Anyone familiar with the cultural resource management industry knows that it’s not easy to land a job as an archaeologist. As is the same with any industry, aspirants need fortitude, persistence, and be confident in their own skills. They also need to network—connecting with the right people that will help further their career. Friendraising for a job in archaeology is an exercise in helping others while you help yourself. In the case of an aspiring archaeologist you are not only trying to help others and yourself, you are also attempting to do right for the communities in which you work. This is an ethical tightrope that folks in other fields tend to overlook.

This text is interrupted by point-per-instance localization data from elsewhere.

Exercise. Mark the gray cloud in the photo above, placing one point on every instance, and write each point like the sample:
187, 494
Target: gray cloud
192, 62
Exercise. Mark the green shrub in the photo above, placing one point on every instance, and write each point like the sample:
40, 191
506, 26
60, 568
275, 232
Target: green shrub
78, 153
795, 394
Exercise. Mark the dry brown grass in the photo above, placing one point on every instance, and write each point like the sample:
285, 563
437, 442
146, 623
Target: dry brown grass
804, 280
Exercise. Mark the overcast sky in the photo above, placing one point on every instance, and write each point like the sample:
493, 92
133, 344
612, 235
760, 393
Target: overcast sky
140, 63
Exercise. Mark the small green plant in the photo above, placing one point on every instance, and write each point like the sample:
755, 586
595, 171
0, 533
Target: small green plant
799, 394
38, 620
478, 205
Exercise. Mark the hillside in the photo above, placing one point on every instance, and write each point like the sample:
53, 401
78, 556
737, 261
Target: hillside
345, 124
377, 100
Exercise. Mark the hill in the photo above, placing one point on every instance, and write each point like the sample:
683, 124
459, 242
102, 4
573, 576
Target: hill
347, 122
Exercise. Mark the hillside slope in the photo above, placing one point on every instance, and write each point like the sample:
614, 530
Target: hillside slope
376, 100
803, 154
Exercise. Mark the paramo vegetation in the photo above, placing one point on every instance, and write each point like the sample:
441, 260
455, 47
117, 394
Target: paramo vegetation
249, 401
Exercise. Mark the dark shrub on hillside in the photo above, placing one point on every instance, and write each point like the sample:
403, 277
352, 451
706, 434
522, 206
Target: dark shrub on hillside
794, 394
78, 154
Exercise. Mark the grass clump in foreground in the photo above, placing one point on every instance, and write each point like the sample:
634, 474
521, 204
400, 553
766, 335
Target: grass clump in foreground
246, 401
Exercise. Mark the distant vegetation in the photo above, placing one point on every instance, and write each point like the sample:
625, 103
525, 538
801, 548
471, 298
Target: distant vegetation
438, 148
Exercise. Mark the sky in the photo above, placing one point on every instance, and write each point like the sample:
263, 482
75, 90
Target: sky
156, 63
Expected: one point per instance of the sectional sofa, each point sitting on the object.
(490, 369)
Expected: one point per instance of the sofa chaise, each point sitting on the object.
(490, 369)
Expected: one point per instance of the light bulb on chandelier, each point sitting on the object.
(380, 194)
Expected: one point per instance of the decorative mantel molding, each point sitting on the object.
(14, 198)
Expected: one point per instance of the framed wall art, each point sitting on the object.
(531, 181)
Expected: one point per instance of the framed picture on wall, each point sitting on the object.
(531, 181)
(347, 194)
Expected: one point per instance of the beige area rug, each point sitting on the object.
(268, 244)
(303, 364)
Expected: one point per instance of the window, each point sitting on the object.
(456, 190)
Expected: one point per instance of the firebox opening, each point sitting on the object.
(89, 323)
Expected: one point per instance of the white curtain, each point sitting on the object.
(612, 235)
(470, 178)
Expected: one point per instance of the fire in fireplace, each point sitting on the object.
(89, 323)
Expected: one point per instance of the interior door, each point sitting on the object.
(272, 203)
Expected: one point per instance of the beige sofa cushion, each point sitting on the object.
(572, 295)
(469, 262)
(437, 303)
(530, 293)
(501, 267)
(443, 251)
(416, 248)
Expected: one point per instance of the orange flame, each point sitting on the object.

Since the creation of federally mandated cultural resource management, thousands of archaeologist have found jobs recording the tangible remains of local heritage and preserving (or at least recording) this data for future generations. For most CRMers, landing the job just another part of a longer journey called a professional career.
For CRMers, archaeology is a dream as much as it is a job. The difficult part is transforming that dream job into a career. Becoming an archaeologist is realizing the dream. Turning that passion into a long-term career requires maintaining the enthusiasm for archaeology while investing your concentration and effort into building your professional reputation by accomplishing more and more CRM projects. This is where a lot of us have trouble.
You have the power to become your own career counselor
My high school career counselor said I should have been an architect, engineer, or bus driver. She was going simply on the result of a battery of aptitude tests I took as a high school senior. Those tests cannot measure passion or interest, so they simply match physical and mental faculties to careers. My family thought I should go to business school, medicine, or become some sort of scientist. By science, they meant physics, astronomy, chemistry, or any of a number of “hard sciences.” Few believed archaeology was a viable career. None of us knew cultural resource management even existed.
I started college as a marketing major. I was going to make commercials. But, I didn’t care a bit about doing that for a living. Now that I look back, I was simply doing what I thought would make a lot of money—a mistake millions of Americans are making right at this moment. Fortunately, I changed my major into archaeology because living that lifestyle of gallivanting around the world looking for ancient sites was much more interesting than sitting in a cubicle trying to figure out how to get people to buy stuff they don’t even need. This was a change that set me on the unconventional path I have been following for almost 20 years.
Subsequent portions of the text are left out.